Sabah erken saatlerde yağmur yağdı. Pek uzun süren bir yağmur olmamasına karşın şu an hâlâ kara bulutlar gökyüzünü kaplamış haldeyken aynı hissetmek zor oluyor. Buradaki tüm zamanlarımda gün asla bulutlu olmamıştı. Londra’dan bulutları senin yolladığını ve burada canımın sıkılması için her türlü yolu denediğini düşünmeme az kaldı. Etraf parlak değilken bazı anlar kendimi Londra’da sıkışıp kalmış gibi hissediyordum. Sanki oradaymışım ve korktuğum şey gerçek olacakmış gibi kaçıp saklanmak isterken bazen panik atak krizlerinden birini daha durduramayacağımdan çok fazla endişe ediyorum. Buna rağmen düşünmemeye çalışıyorum. Çünkü düşünürsem istesem de istemesem de gerçeği kabullenirim. Gerçeği kabullenirsem ise bu yolculuk ve arayış daha başlamadan bitmiş olur.

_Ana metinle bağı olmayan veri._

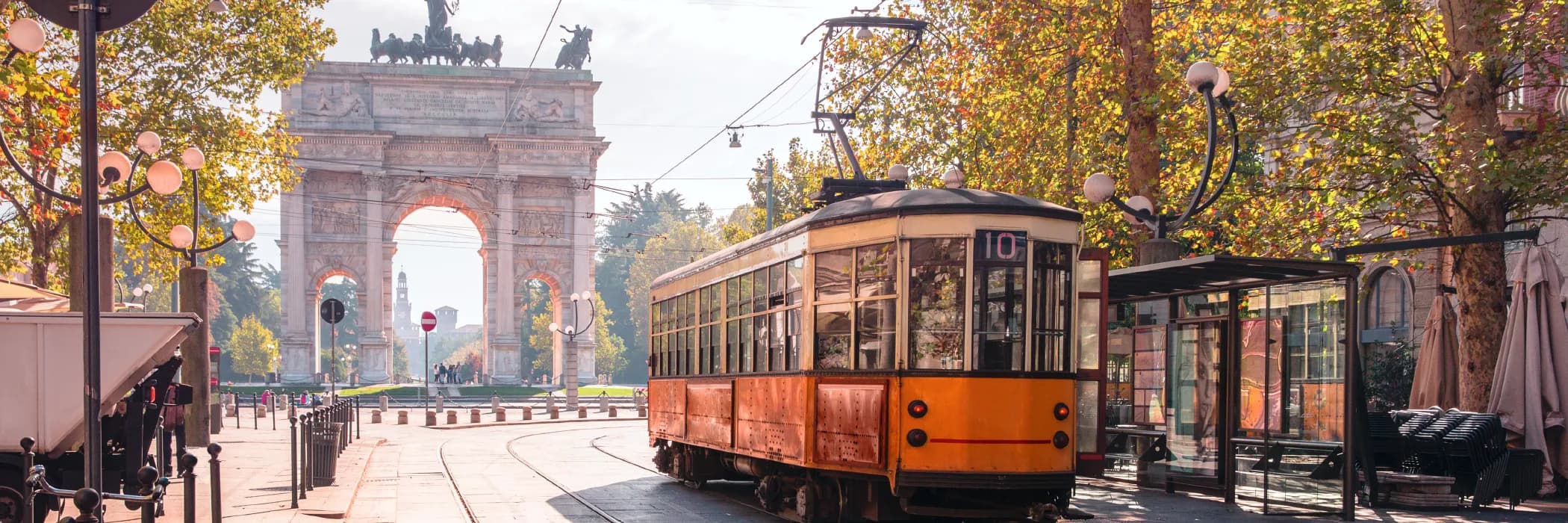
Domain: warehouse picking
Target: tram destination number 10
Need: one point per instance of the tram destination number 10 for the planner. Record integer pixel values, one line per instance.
(1002, 247)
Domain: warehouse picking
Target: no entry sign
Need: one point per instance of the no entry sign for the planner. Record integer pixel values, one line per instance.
(333, 312)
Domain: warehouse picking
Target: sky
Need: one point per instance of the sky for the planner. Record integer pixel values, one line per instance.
(673, 72)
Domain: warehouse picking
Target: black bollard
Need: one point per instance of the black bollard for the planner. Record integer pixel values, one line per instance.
(149, 511)
(217, 484)
(87, 500)
(293, 464)
(27, 468)
(189, 478)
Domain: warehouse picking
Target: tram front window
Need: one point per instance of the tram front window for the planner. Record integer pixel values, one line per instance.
(999, 302)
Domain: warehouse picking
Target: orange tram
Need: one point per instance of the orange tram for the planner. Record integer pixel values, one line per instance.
(888, 357)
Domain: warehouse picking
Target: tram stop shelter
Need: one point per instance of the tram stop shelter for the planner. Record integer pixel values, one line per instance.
(1234, 377)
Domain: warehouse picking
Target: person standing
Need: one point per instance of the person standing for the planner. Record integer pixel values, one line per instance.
(173, 434)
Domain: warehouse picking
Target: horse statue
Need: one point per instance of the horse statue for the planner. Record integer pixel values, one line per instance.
(493, 52)
(375, 46)
(576, 51)
(416, 49)
(394, 49)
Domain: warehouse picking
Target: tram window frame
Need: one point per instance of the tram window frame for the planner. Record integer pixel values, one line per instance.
(1053, 263)
(1015, 296)
(880, 291)
(922, 279)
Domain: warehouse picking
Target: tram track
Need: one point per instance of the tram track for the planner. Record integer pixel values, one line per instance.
(594, 445)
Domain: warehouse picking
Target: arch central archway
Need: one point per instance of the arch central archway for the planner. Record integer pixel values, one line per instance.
(526, 188)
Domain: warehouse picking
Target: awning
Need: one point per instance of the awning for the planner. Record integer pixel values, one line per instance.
(28, 299)
(1217, 272)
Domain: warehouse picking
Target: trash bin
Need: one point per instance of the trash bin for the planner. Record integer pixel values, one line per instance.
(323, 453)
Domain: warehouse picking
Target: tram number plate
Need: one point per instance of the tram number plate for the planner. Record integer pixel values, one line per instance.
(1001, 245)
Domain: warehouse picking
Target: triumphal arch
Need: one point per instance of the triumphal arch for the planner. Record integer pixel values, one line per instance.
(513, 149)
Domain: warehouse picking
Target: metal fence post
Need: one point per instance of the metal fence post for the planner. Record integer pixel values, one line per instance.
(217, 483)
(27, 470)
(189, 474)
(293, 462)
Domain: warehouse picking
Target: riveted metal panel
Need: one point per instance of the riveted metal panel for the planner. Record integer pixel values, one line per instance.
(850, 421)
(771, 417)
(667, 409)
(711, 413)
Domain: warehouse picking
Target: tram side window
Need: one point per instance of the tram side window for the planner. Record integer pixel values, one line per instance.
(833, 336)
(1053, 306)
(936, 303)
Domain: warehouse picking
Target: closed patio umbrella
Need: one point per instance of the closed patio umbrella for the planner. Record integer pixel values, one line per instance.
(1531, 386)
(1437, 362)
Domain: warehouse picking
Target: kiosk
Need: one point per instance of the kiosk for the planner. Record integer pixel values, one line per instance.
(1236, 377)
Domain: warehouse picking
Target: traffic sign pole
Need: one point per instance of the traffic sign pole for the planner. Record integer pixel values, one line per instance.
(427, 322)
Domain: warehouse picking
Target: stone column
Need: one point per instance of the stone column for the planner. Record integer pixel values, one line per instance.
(504, 360)
(375, 349)
(79, 263)
(582, 239)
(296, 349)
(195, 370)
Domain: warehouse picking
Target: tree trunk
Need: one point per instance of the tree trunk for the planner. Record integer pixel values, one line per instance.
(1471, 117)
(1142, 84)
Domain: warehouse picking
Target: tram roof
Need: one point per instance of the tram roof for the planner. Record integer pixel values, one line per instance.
(895, 203)
(1216, 273)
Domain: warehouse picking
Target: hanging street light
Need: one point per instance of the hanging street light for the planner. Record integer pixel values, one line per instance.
(570, 354)
(1213, 84)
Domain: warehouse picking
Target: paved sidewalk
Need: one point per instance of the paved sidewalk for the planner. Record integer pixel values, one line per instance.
(256, 480)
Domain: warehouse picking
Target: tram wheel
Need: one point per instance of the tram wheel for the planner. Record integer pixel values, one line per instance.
(771, 494)
(806, 503)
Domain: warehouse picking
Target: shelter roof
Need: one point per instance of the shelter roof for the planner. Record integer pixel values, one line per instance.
(1219, 272)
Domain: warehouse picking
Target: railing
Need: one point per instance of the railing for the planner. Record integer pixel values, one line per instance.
(316, 442)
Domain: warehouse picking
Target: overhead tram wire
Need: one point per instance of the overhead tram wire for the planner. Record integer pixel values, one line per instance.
(732, 121)
(546, 34)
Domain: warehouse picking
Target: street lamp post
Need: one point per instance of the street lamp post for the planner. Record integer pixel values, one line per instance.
(165, 178)
(570, 356)
(88, 18)
(1213, 84)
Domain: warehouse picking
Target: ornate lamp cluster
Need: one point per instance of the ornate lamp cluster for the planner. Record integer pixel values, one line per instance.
(571, 330)
(1211, 82)
(165, 176)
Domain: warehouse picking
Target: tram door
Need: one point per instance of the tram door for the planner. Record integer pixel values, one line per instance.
(1092, 289)
(1194, 434)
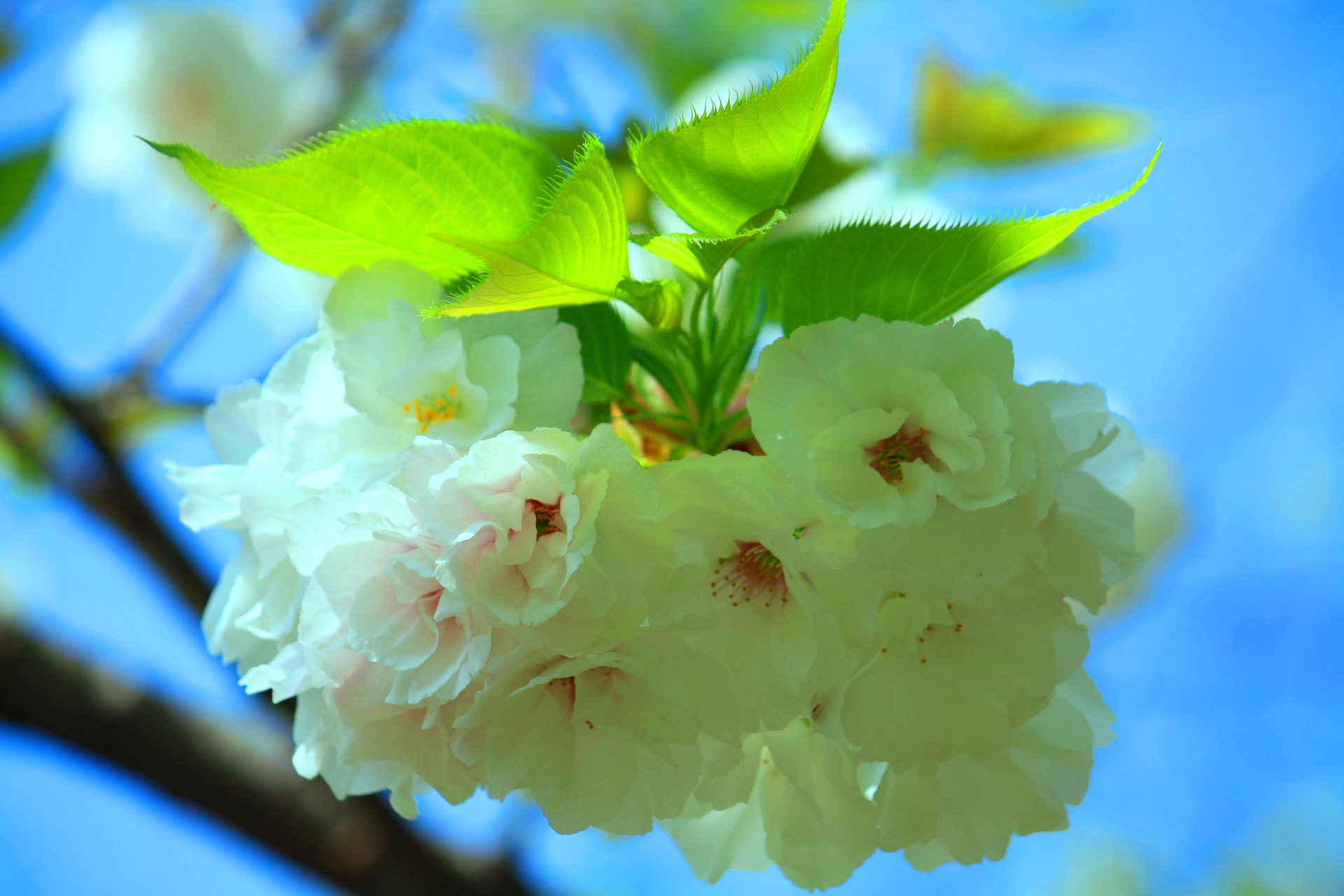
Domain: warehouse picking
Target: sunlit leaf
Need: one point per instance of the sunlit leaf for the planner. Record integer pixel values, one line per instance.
(605, 346)
(575, 251)
(724, 168)
(823, 172)
(19, 176)
(991, 122)
(358, 197)
(702, 257)
(911, 272)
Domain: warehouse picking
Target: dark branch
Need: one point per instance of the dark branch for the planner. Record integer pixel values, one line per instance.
(356, 844)
(101, 484)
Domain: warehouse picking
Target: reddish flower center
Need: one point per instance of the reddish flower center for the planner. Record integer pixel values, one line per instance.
(547, 516)
(890, 454)
(752, 573)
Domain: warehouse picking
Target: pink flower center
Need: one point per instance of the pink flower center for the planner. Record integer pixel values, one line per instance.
(547, 516)
(890, 454)
(749, 574)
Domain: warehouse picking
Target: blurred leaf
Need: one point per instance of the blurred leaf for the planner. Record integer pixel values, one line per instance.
(659, 301)
(574, 254)
(19, 176)
(991, 122)
(726, 167)
(701, 257)
(358, 197)
(605, 346)
(823, 172)
(911, 272)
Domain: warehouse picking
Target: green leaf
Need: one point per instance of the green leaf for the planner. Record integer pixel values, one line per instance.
(702, 257)
(605, 346)
(991, 122)
(911, 272)
(359, 197)
(19, 176)
(823, 172)
(729, 166)
(659, 301)
(575, 253)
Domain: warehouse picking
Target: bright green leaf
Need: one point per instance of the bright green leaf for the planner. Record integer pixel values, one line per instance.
(702, 257)
(729, 166)
(574, 254)
(19, 176)
(991, 122)
(911, 272)
(605, 346)
(359, 197)
(823, 172)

Yazdıklarımı unut gitsin. Kafam karışık. Üstelik Melbourne ne yazık ki istediğimiz gibi gitmedi. Tabii senin istediğin olduğu ve yarışı Lacivertler kazandığı için mutlu olabilirsin ama ben hâlâ şahlanan attan yanayım. O kadar uzun süredir kazanamıyoruz ki en son şampiyonlukta sadece on iki yaşındaydım. Babam ile ben Kırmızının kazanmasına sevinirken ne takımın ne de kendi hayatımızın sonraki yıllarda neye dönüşeceğinden ve nelerle uğraşacağımızdan habersizce o günü güzelleştiriyorduk. Sonrasında güzel anılar biriktirmişsek de son altı yılda hiçbir şeyin kalmamasına bir çare bulmalıyız. Sanırım bunun için senin yardımından başka hiçbir yardım herhangi bir şeyi değiştiremez. Ve tabii sen her zamanki gibi birine yardım etmekten daha çok kendi istediğinin ne olduğuyla ilgili bir karar verirsin.

 

Sana yazmaya biraz ara verdim ve Club Sandwich’imi yemekle ilgilendim. Yazdıklarım biraz haddini aşmaya başlamıştı. Ne için sana yazdığımı unutup başka dertlerin peşine düşmem bu uğraşıma da bana da yakışmadı. Özür dilerim. Buraya gelecek yıl seninle gelirsek bu kısa tatili sana ben ısmarlayarak belki iyi niyetimi gösterebilirim. Hem tatlı bir şeyler istersen Chocolat Chaud da var. Senin rafine zevklerine uyan bir şeyler bulmak her daim kolay değilse bile her zaman bir umut vardır. Ki burada olduğumuz eski zamanları düşünürsek aradığını bulmak belki o kadar zor olmaz.

Monako bildiğin gibi diyebilirim ama aynı zamanda farklı da görünüp hissettiriyor. İki gün sonra Monaco Masters başlayacak. O nedenle biraz hareketlenmeye başlamış ama mayısın ortasındaki gibi değil. Turnuvayı bahane ederek gelenler pek çok parti organize etmiş ve tabii ben de akşam bunlardan birine katılacağım. Ayrıca Monaco GP için yollar üzerindeki çalışma yavaş da olsa başlamış. Altı haftada ancak pist oluşturulabildiğinden bu durum normal gelse de çok uzun süreden beri burada olmadığımdan zihnim gerçekliği kavrayamıyor. Sanki hazırlıklar için daha erkenmiş gibi görünse de günler hızla geçip gidiyor.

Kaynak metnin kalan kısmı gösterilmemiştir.